Buraco negro e Previdência
Há anos eu não passava tanto tempo consecutivo num lugar só. Pelas minhas contas, estou próximo de completar um mês inteiro aqui em São Paulo, depois de sucessivas temporadas europeias que começaram em agosto e se encadearam a um ritmo regular até o último regresso. Hoje é dia de viajar, mas vou voar para perto, dentro de nossas fronteiras, e por certo que o Nordeste não me dissociará da realidade brasileira, muito pelo contrário. A ênfase pode mudar, mas o país continua um só.
Fato mesmo é que nas últimas semanas mergulhei o mais fundo que pude em nossa agenda nacional e, talvez pela primeira vez desde as pautas críticas dos anos 1980 – anistia, redemocratização, eleições diretas etc –, vejo o Brasil siderado em torno de um tema: a Reforma da Previdência. Com quem quer que se fale, o tema emerge como um abracadabra. Se aprovada, podemos virar uma Espanha em 10 anos. Se rejeitada, uma Nigéria. Se mutilada, um Brasil brasileiro, bonito, mas manco, escorado na muleta surrada da esperança.

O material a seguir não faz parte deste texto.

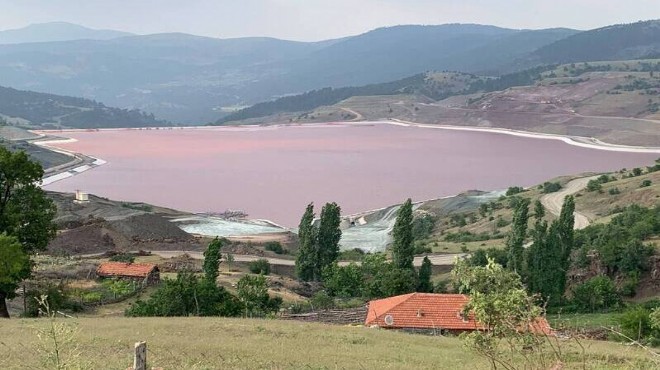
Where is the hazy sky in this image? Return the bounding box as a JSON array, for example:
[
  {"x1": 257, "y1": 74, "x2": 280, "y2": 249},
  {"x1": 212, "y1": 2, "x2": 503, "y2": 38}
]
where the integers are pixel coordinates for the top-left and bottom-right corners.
[{"x1": 0, "y1": 0, "x2": 660, "y2": 41}]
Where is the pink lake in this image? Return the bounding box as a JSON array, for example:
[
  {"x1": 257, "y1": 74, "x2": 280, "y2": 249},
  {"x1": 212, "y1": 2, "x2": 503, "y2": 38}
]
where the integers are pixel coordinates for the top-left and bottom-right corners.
[{"x1": 46, "y1": 124, "x2": 658, "y2": 227}]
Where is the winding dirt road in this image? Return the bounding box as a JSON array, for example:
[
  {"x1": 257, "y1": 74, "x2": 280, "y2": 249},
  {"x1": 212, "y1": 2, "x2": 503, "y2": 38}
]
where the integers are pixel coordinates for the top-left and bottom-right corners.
[
  {"x1": 81, "y1": 251, "x2": 467, "y2": 267},
  {"x1": 541, "y1": 176, "x2": 598, "y2": 230}
]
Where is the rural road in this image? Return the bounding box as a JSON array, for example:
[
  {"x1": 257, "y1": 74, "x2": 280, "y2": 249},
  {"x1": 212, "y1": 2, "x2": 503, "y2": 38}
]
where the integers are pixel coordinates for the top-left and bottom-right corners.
[
  {"x1": 541, "y1": 176, "x2": 598, "y2": 230},
  {"x1": 85, "y1": 251, "x2": 467, "y2": 267},
  {"x1": 151, "y1": 251, "x2": 467, "y2": 267}
]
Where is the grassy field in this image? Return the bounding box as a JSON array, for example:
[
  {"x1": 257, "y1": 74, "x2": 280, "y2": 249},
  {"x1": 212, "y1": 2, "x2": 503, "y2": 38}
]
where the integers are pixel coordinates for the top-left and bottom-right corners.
[{"x1": 0, "y1": 318, "x2": 654, "y2": 370}]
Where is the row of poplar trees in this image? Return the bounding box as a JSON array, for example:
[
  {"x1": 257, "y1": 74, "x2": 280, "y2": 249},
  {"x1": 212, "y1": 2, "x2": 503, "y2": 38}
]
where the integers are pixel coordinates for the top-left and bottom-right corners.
[
  {"x1": 296, "y1": 203, "x2": 341, "y2": 281},
  {"x1": 296, "y1": 199, "x2": 433, "y2": 293},
  {"x1": 506, "y1": 196, "x2": 575, "y2": 306}
]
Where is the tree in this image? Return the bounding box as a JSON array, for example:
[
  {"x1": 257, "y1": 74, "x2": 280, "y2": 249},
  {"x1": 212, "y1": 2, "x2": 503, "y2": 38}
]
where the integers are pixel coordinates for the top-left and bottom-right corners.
[
  {"x1": 296, "y1": 203, "x2": 317, "y2": 281},
  {"x1": 225, "y1": 253, "x2": 235, "y2": 272},
  {"x1": 203, "y1": 237, "x2": 224, "y2": 284},
  {"x1": 392, "y1": 198, "x2": 415, "y2": 270},
  {"x1": 0, "y1": 234, "x2": 30, "y2": 317},
  {"x1": 315, "y1": 202, "x2": 341, "y2": 277},
  {"x1": 506, "y1": 198, "x2": 530, "y2": 274},
  {"x1": 236, "y1": 275, "x2": 282, "y2": 317},
  {"x1": 452, "y1": 259, "x2": 562, "y2": 369},
  {"x1": 0, "y1": 147, "x2": 56, "y2": 317},
  {"x1": 417, "y1": 256, "x2": 433, "y2": 293}
]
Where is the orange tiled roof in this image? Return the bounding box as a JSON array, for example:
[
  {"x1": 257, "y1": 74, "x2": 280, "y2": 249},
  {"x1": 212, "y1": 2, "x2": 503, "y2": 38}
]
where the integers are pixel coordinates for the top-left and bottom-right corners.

Daí meu temor de que o governo – ou seria melhor dizer Brasília, genericamente? –gaste seu escasso capital político com uma agenda inócua, voltada tão somente para alimentar a fornalha da militância e, assim fazendo, derrape nas curvas, perca a aderência no Congresso e termine por comprometer o mérito da mãe de todas as reformas. Se perdermos esse bonde, que já chega com atraso enorme devido à parada prolongada na estação Janot, estamos fritos. Seja como for, até os pessimistas admitem que a Reforma passa, apesar do governo (sic).
Nesse contexto, eis que semana passada a Reforma teve de dividir espaço com outro tema palpitante. Para muitos, ele é tão abstrato quanto ela: a fotografia do buraco negro, conseguida graças a um engenhoso esforço coordenado de telescópios espalhados pelo mundo. Se para a imensa maioria da humanidade pouco se depreenderá daquela imagem quase banal, salvo talvez por um frisson que não se explica, é certo que a Previdência é, para muitos de nós, uma caixa preta. É inverossímil para a maioria que ela possa ter um impacto tão grande em nossas vidas.
Para não me delongar, devo admitir que já não me interesso pela agenda dos países como era de praxe em tempos idos. Meu foco hoje é inteiramente outro. Mas se tivesse que comparar a tensão e a expectativa que nos traz a Reforma da Previdência com algum outro tema do mundo, diria que só o Brexit rivaliza com ela em magnitude. Se o futuro do Reino Unido, logo da Europa, está atrelado ao Brexit em seus diversos matizes, aqui se dá o mesmo. Sei que batalha da comunicação é hercúlea e oxalá o Congresso saiba captar a dimensão do momento.
Sim, o nó górdio é bem atado e de decodificação delicada. Estamos abraçados por uma jiboia cujo aperto nos faz sentir os ossos trincar. Tomara que nos safemos de mais esta. Sem a Reforma, parece que deixaremos de vez de ser o país do amanhã e amargaremos o resto do tempo no limbo.